Official figures have revealed that Israeli military forces engaged in ground offensives in the northern side of the Gaza Strip and southern Lebanon have suffered dramatic loss amid strong resilience by resistance fighters, and the Tel Aviv regime has recorded its worst month for military deaths this year. 

According to the figures, at least 62 soldiers have been killed since the start of October, making this the deadliest month for the Israeli army since last December when 110 soldiers were killed at the height of the genocidal war on Gaza.

It also marks a steep increase in recorded fatalities compared with recent months.
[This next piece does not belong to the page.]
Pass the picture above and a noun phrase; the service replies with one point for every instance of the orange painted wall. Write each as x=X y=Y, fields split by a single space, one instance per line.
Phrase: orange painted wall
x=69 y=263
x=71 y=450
Just nine deaths were recorded by the Israeli military in September and 63 in total between June and August.

Moreover, the Israeli army asserts that 35 of its soldiers have been killed in southern Lebanon or on the Lebanese border since it began the ground offensive on the Arab country at the start of this month.

This is while the Lebanese Hezbollah resistance movement claims it has killed more than 90 Israeli soldiers during clashes in southern Lebanon.

At least 19 soldiers have also died this month in continuing fighting with Hamas fighters in Gaza, where the Israeli military is carrying out a campaign of ethnic cleansing and extermination against Palestinians trapped in the northern sector of the coastal territory.

The figures are based on official information published on the Israeli Ministry of Foreign Affairs website, listing a total of 780 military casualties.

It includes at least 365 soldiers listed as “fallen in combat” in Gaza, Lebanon and the occupied West Bank, as well as those killed in rocket attacks or other attacks within the occupied territories, and others who died in road accidents.

Many soldiers are identified only by their name, rank and unit, with no further detail about the circumstances of their deaths. 

New figures released this week by the Israeli military’s rehabilitation department also indicate a recent increase in the number of wounded soldiers requiring medical treatment.

On Tuesday, it said it had received 910 soldiers wounded this month in Lebanon.

Information about casualties is austerely controlled in the Israeli-occupied territories, where the media is subjected to strict military censorship.

This has raised the question that the official figures are under-reporting the real scale of losses suffered by Israeli forces in Gaza and Lebanon.

In an interview on Channel 12 on Monday, opposition leader Yair Lapid said that 890 soldiers had been killed and 11,000 injured since the surprise and large-scale operation by Gaza-based resistance groups, dubbed Operation Al-Aqsa Flood, against the Zionist entity on October 7 last year.

In its latest figures released on Tuesday, the Israeli military’s rehabilitation department updated the total number of soldiers it said had received treatment since the onset of the Gaza war to about 12,000.

About 14 percent of these – around 1,680 soldiers – are classified as having moderate or serious injuries. About 43 percent – 5,200 soldiers – required treatment for post-traumatic stress disorder or other psychological issues, the department said.

This comes as news reports on the funerals of Israeli troops killed in Lebanon have drawn attention to the grieving of widows and orphans, and prompted some settlers to wonder whether support for the Tel Aviv regime’s wars may be shifting.

 Israeli journalist Amos Harel asked in the Haaretz newspaper whether a rising death toll could “gradually change the public’s view of the need to continue the war”.

He added that the incumbent Israeli administration led by prime minister Benjamin Netanyahu is trying to portray the string of recent military strikes in the Gaza Strip, Iran and Lebanon as an achievement and that the war must continue on every front.

“But in reality, it's impossible to ignore the price that continuing the war for much longer would entail,” Harel underlined.